Drake prayed they were alive, but in the meantime, he was insulating his heart in Kevlar. Getting ready to sell his soul to the devil. Because what did being a cop, what did anything matter if Kasanov killed the women he loved?
<<<>>>
AFTER WHAT SEEMED
like hours, the car came to a stop. But no one moved to release Cassie. She heard muffled sounds beyond her prison inside the trunk but could make out no words. Then there was silence and she feared they’d left her to die.
She fought to hold the panic at bay, retreating to her favorite childhood memories, and when those didn’t work, she relived, minute by minute, second by second, every moment she could remember with Drake.
Finally, the trunk lid flew open and a blinding light stabbed her eyes. Rough hands reached inside and hauled her out.
Her legs were frozen, asleep from their cramped position. Two men, neither older than twenty, placed her on her feet then removed their hands, laughing as she tumbled onto a concrete floor, unable to catch herself with her hands bound behind her back. She ignored their laughter, blinking hard, trying to focus her mind and her body.
Cassie took inventory. Her mouth was parched, her bladder full, left arm numb from the elbow down, right hand with a painful tingling in it, both legs spasming beneath her.
Equipment and hydraulic lifts surrounded her. She was lying on a grease-stained floor of an industrial garage. What time was it? How long had she been trapped in the car?
She jerked her head up. Where was Muriel?
“Muriel,” the name scraped out her throat, her voice rough as gravel.
“Mrs. Drake will not be joining us at this time.”
Cassie twisted her body to face the direction the voice had come from. Twenty feet away, Kasanov sat on a leather club chair, his tailored suit draping his body in silk, a cigar in one hand and a sapphire-colored bottle of water in the other. Cassie’s eyes riveted on the water, following it as he nonchalantly set it on the small table beside him.
They were inside a large service bay designed for several vehicles, including pits beneath hydraulic hoists; chains dangling from pulleys overhead, ending in heavy, metal hooks; and racks of tools. The only vehicle was the Ford she’d arrived in. There were four garage doors, all closed, one exit door at the far end of the bay, and a door behind Kasanov’s chair that appeared to lead to an office and customer reception area from what she could see through the window beside the door.

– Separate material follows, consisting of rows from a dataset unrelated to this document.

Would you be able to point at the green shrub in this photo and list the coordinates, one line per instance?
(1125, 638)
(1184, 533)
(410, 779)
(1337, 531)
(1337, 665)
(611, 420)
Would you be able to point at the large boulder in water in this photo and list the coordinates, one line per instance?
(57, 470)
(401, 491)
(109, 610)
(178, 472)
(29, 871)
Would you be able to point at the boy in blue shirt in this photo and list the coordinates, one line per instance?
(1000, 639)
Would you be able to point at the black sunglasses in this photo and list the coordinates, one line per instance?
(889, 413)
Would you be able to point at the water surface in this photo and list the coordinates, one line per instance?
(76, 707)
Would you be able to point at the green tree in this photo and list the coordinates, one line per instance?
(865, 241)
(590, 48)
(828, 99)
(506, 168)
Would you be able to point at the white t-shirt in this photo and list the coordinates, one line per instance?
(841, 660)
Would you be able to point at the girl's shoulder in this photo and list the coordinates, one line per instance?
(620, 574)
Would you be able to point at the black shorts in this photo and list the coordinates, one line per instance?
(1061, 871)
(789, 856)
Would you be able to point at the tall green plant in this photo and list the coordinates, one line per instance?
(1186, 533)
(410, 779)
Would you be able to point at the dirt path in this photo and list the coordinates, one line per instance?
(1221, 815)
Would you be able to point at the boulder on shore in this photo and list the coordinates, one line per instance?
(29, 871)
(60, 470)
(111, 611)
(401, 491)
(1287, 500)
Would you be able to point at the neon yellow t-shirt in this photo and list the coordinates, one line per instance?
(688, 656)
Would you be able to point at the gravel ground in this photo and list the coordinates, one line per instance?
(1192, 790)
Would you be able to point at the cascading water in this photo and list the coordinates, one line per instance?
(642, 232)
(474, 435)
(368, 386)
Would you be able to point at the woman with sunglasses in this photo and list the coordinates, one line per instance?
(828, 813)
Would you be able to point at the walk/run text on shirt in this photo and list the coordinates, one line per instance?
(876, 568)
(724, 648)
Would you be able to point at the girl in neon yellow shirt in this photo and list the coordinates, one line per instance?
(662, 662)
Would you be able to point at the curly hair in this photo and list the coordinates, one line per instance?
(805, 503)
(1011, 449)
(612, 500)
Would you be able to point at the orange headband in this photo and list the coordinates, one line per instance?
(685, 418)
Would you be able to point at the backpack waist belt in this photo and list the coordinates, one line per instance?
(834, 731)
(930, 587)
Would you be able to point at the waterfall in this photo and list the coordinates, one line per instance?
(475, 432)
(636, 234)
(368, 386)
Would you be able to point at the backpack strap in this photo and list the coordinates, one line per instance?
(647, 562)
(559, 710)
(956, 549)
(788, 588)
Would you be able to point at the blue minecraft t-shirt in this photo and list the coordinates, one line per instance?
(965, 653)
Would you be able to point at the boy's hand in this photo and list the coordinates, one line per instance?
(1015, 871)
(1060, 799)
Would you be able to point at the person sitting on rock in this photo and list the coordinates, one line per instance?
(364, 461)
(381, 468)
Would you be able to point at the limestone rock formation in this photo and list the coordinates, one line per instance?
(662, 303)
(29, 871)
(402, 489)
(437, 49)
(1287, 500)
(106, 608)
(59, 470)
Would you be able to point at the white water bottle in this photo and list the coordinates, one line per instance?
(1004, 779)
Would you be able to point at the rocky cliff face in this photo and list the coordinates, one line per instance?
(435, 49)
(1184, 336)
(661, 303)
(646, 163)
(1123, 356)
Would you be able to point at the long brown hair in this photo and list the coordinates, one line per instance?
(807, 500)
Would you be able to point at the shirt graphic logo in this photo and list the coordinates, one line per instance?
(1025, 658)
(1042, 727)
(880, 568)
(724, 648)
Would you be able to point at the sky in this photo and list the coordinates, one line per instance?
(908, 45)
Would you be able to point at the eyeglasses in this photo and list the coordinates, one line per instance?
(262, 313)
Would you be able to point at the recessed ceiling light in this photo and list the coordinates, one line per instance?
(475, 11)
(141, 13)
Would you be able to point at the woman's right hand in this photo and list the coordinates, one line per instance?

“I would expect you’re quite thirsty by this time, Dr. Hart. Would you like some water? I have it imported from Switzerland. It’s quite refreshing.” He dangled a second bottle like a dog biscuit.
Cassie pushed herself up into kneeling position. Her left arm was now pins and needles, shooting darts of pain, but her legs were still useless, quivering masses of over-strained muscles. She bit her lip against the painful cramping in her thighs and tried to find enough saliva to swallow.

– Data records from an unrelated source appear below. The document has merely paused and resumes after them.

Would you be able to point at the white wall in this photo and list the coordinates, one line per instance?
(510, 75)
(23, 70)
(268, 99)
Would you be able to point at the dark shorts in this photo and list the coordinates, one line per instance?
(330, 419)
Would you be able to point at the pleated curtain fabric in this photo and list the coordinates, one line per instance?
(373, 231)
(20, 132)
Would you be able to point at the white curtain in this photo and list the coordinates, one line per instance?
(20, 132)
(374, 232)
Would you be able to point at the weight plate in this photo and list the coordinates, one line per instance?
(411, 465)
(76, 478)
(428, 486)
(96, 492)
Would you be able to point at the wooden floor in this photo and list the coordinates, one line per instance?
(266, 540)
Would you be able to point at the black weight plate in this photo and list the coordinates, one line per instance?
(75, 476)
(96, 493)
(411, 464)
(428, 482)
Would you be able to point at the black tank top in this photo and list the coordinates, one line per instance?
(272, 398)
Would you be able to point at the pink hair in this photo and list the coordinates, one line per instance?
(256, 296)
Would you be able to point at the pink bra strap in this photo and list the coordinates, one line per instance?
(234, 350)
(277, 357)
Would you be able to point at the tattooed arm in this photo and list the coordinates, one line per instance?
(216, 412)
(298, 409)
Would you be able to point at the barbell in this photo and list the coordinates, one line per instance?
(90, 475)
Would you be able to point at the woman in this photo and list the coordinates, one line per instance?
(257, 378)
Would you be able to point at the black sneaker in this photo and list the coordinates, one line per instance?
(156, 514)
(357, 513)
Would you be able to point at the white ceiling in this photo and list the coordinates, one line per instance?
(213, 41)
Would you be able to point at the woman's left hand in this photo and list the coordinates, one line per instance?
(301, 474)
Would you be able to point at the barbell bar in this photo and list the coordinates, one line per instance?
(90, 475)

“Where’s Muriel?” She managed to not clamp down on the words as a spasm shot through her right leg.
“I assure you she’s perfectly safe. If you’re not thirsty, I’ll just pour the water out.”
If she’d been able to make any tears, Cassie would have cried as he twisted the cap off one of the bottles and tilted it. The life-giving essence dripped out slowly at first then in a stream, forming an oil-slicked puddle on the cement floor. The bottle empty, Kasanov let it drop to the floor, breaking it into thousands of shards of blue glass glistening in the harsh fluorescent lights.